Restoration of Adam
It seemed a catastrophe. A classic, priceless piece of art and history nearly demolished.
A little after closing time on a Sunday in October 2002, a plywood pedestal supporting a life-size Renaissance-era marble statue of Adam collapsed, toppling the sculpture by Tullio Lombardo. It shattered into hundreds of fragments, an essential 500-year-old crime scene scattering the floor of New York’s Metropolitan Museum of Art.
But hope, patience and meticulous contemplation eventually prevailed.
Dozens of experts from a variety of disciplines came together to accomplish the painstaking, 12-year-long task of literally piecing the artwork back together.
Among them was WPI civil engineering graduate student Jessica Rosewitz, under the tutelage of her thesis advisor, assistant professor Nima Rahbar.
“The great part of engineering,” Rosewitz says, “is the combination of mechanics of materials and design theory, and the ability to adapt these sciences to any situation.”
The work done by Professor Nima Rahbar and graduate student
Jessica Rosewitz helped conservators understand what materials
to use when pinning pieces of stone back together.
In her case, that meant performing what’s known as finite element analysis. The computational method simulated physical load tests (that is, applying pressure, observing, and measuring response) on 8-inch-tall, 6-inch-diameter marble cores. The cores had been cut at 45-degree angles, drilled and then pinned back together, with a half-dozen different pinning materials assessed.
The simulations used the same dimensions as physical tests, whose results were used to validate Rosewitz’s results.
But beyond matching simulations to physical tests, she explained, the goal was to gain a deeper understanding of failure mechanisms inherent in using a pin to secure two halves of stone together, and to answer the question of whether different pins would cause damage to marble when placed under pressure.
Ultimately, researchers came to the conclusion that fiberglass pins caused the least damage; in the end they were used in both of the statue’s ankles and its left knee, according to materials from the Met, whose conservators documented the entire process.
Tullio Lombardo (1455-1532) marble sculpture
of Adam 1490-95, at the Metropolitan Museum
of Art. Photo: The Metropolitan Museum of Art,
Photograph Studio/Joseph Coscia, Jr.
As Rosewitz notes, using engineering helped develop a deeper understanding of this particular project’s failure mechanisms. That is, “internal densification damage by compression and splitting by tension in the marble around the pin hole,” she explains, “and that a weaker pin such as fiberglass is a better choice than the traditional steel pin.”

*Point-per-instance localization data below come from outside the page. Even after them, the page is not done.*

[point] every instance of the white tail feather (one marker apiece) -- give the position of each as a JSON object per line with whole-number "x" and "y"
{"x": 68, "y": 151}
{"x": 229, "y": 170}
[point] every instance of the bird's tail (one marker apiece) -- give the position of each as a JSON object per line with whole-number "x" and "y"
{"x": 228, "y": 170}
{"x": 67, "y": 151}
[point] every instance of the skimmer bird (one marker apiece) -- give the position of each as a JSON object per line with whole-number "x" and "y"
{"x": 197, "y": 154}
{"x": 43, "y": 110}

The statue depicts “the first man,” as described in the Bible, naked but for a fig leaf, left arm holding aloft an apple, right arm subtly rested on a tree trunk. It was crafted by Lombardo for the tomb of Andrea Vendramin, who served as doge, or chief magistrate, of Venice in the 1470s.

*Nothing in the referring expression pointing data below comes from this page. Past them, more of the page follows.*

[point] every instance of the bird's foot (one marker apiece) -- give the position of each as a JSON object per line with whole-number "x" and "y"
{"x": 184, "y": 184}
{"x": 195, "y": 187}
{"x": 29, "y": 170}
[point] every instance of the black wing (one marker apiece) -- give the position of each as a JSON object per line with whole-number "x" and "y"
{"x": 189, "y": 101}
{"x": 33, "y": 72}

Jessica Rosewitz and Professor Nima Rahbar in a lab at WPI.
In its unfortunate collapse, it split into 28 larger fragments and hundreds of smaller bits and shards; according to the Met, those were plotted on a grid and photographed, then the statue was reconstructed from the bottom up using 3-D imaging, pins, and specially designed, reversible adhesives. Once assembled, it was cleared of built-up dirt and cosmetically fixed, then returned to public view on Nov. 11.
“It was impressive to say the least,” Rosewitz says of the rehabilitated sculpture, which she viewed in person along with Rahbar in December. During that trip, she also presented her preliminary results to lead members of the restoration team, who, she says, were pleased with her work.

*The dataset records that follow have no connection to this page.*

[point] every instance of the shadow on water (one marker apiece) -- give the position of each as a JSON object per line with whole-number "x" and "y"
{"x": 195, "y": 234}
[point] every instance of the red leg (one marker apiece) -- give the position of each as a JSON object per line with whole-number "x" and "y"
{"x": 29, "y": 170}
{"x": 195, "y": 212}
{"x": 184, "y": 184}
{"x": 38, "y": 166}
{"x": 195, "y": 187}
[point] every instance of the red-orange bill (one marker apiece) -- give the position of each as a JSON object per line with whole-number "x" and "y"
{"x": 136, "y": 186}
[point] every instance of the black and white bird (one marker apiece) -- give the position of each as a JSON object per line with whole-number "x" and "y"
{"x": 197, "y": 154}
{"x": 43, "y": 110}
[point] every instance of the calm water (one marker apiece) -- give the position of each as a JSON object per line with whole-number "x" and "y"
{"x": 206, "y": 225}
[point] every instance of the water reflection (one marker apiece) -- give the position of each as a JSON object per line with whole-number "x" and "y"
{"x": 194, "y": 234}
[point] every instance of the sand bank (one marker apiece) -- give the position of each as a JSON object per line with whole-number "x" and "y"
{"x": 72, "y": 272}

She began working on the project in the summer of 2014, following her first semester back to school after seven years working in consultant bridge design. She is basing her master of science thesis on the project.
In addition to learning that simulations are highly dependent on many variables, Rosewitz says that she also recognized there’s a strong need for more engineers in historic preservation.
“The conservators have taught me that it is worth asking the question ‘What was the artist’s intent?’ she says. “In their case it was used to decide whether to restore the statue or leave it broken. I believe this question can be applied to an engineering situation, and especially can assist architects and engineers to work better together.”